Centro de Informática, Universidade Federal de Pernambuco, 50740560, Recife, Brazil.
Centro de Informática, Universidade Federal de Pernambuco, 50740560, Recife, Brazil.
Neural Netw. 2020 Oct;130:253-268. doi: 10.1016/j.neunet.2020.06.022. Epub 2020 Jul 3.

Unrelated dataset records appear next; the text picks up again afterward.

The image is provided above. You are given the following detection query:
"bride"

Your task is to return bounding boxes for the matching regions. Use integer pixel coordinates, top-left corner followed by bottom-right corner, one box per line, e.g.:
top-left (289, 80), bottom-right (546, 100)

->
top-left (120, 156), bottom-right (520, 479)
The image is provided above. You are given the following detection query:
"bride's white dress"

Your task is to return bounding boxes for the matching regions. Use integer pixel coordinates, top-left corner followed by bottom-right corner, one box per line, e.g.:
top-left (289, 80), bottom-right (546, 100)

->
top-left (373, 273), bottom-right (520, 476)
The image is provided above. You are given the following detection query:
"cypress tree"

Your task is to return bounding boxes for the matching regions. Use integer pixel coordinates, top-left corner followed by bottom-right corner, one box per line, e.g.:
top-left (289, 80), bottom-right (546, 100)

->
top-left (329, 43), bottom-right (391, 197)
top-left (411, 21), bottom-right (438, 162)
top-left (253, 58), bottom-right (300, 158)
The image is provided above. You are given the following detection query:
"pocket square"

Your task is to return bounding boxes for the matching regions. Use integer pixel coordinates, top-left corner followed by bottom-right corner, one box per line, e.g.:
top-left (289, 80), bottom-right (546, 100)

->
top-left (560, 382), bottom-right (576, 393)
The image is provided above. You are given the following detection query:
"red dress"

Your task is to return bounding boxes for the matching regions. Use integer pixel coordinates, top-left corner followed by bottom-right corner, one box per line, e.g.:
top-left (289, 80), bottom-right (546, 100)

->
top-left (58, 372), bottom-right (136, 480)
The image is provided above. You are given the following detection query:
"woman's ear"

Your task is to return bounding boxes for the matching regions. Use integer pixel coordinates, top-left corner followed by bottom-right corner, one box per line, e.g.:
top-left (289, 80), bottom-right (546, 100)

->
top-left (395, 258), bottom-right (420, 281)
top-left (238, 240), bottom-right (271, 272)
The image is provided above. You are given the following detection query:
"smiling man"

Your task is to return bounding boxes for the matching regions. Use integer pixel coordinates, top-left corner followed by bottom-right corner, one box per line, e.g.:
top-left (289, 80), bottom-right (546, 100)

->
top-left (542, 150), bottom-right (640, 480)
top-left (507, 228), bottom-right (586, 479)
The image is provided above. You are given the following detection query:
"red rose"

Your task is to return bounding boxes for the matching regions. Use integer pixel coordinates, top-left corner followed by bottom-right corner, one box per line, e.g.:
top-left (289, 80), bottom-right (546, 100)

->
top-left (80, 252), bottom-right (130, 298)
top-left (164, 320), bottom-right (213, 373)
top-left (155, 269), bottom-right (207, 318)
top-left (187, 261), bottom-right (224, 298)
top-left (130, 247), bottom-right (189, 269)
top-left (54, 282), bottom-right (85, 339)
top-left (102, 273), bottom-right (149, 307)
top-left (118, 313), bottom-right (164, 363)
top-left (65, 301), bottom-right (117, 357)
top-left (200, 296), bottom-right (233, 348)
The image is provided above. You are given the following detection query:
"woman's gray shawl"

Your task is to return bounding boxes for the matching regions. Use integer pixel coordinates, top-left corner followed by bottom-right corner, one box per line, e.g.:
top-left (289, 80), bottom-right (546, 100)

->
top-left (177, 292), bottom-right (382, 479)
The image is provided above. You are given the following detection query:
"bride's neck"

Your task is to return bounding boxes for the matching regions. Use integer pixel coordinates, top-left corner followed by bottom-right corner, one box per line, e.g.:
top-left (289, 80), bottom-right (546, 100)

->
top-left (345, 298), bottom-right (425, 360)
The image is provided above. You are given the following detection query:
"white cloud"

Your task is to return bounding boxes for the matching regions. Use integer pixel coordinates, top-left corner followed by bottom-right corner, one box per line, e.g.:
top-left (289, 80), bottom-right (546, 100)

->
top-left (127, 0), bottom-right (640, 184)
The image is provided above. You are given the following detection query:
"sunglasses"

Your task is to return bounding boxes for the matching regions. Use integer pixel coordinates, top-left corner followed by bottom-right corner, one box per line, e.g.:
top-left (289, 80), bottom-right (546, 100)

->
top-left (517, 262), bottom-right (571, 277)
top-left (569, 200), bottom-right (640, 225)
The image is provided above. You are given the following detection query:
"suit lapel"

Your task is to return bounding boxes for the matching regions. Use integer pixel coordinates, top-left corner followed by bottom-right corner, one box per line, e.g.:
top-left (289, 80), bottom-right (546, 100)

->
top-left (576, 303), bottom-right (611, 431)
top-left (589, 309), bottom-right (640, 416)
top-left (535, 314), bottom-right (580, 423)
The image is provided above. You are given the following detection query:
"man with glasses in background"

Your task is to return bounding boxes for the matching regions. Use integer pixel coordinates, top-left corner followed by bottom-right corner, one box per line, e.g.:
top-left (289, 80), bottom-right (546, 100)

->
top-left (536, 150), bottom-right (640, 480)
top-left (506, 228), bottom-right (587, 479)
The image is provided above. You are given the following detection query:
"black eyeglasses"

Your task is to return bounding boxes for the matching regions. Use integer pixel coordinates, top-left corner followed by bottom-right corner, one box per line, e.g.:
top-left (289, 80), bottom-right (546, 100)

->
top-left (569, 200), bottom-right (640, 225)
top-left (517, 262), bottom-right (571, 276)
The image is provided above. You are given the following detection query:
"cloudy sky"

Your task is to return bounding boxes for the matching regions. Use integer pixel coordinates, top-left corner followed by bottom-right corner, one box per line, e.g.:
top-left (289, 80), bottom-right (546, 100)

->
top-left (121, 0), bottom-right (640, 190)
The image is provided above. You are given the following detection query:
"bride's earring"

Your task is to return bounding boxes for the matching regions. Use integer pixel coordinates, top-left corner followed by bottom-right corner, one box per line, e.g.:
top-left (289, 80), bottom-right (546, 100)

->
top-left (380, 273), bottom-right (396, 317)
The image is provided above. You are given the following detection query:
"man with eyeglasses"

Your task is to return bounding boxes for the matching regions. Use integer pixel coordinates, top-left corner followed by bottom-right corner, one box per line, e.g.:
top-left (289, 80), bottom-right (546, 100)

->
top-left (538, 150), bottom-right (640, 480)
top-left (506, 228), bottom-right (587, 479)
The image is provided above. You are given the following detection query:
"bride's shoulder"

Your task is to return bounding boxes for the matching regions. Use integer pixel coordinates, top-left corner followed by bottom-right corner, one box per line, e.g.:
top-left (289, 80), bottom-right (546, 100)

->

A surge in the availability of data from multiple sources and modalities is correlated with advances in how to obtain, compress, store, transfer, and process large amounts of complex high-dimensional data. The clustering challenge increases with the growth of data dimensionality which decreases the discriminate power of the distance metrics. Subspace clustering aims to group data drawn from a union of subspaces. In such a way, there is a large number of state-of-the-art approaches and we divide them into families regarding the method used in the clustering. We introduce a soft subspace clustering algorithm, a Self-organizing Map (SOM) with a time-varying structure, to cluster data without any prior knowledge of the number of categories or of the neural network topology, both determined during the training process. The model also assigns proper relevancies (weights) to different dimensions, capturing from the learning process the influence of each dimension on uncovering clusters. We employ a number of real-world datasets to validate the model. This algorithm presents a competitive performance in a diverse range of contexts among them data mining, gene expression, multi-view, computer vision and text clustering problems which include high-dimensional data. Extensive experiments suggest that our method very often outperforms the state-of-the-art approaches in all types of problems considered.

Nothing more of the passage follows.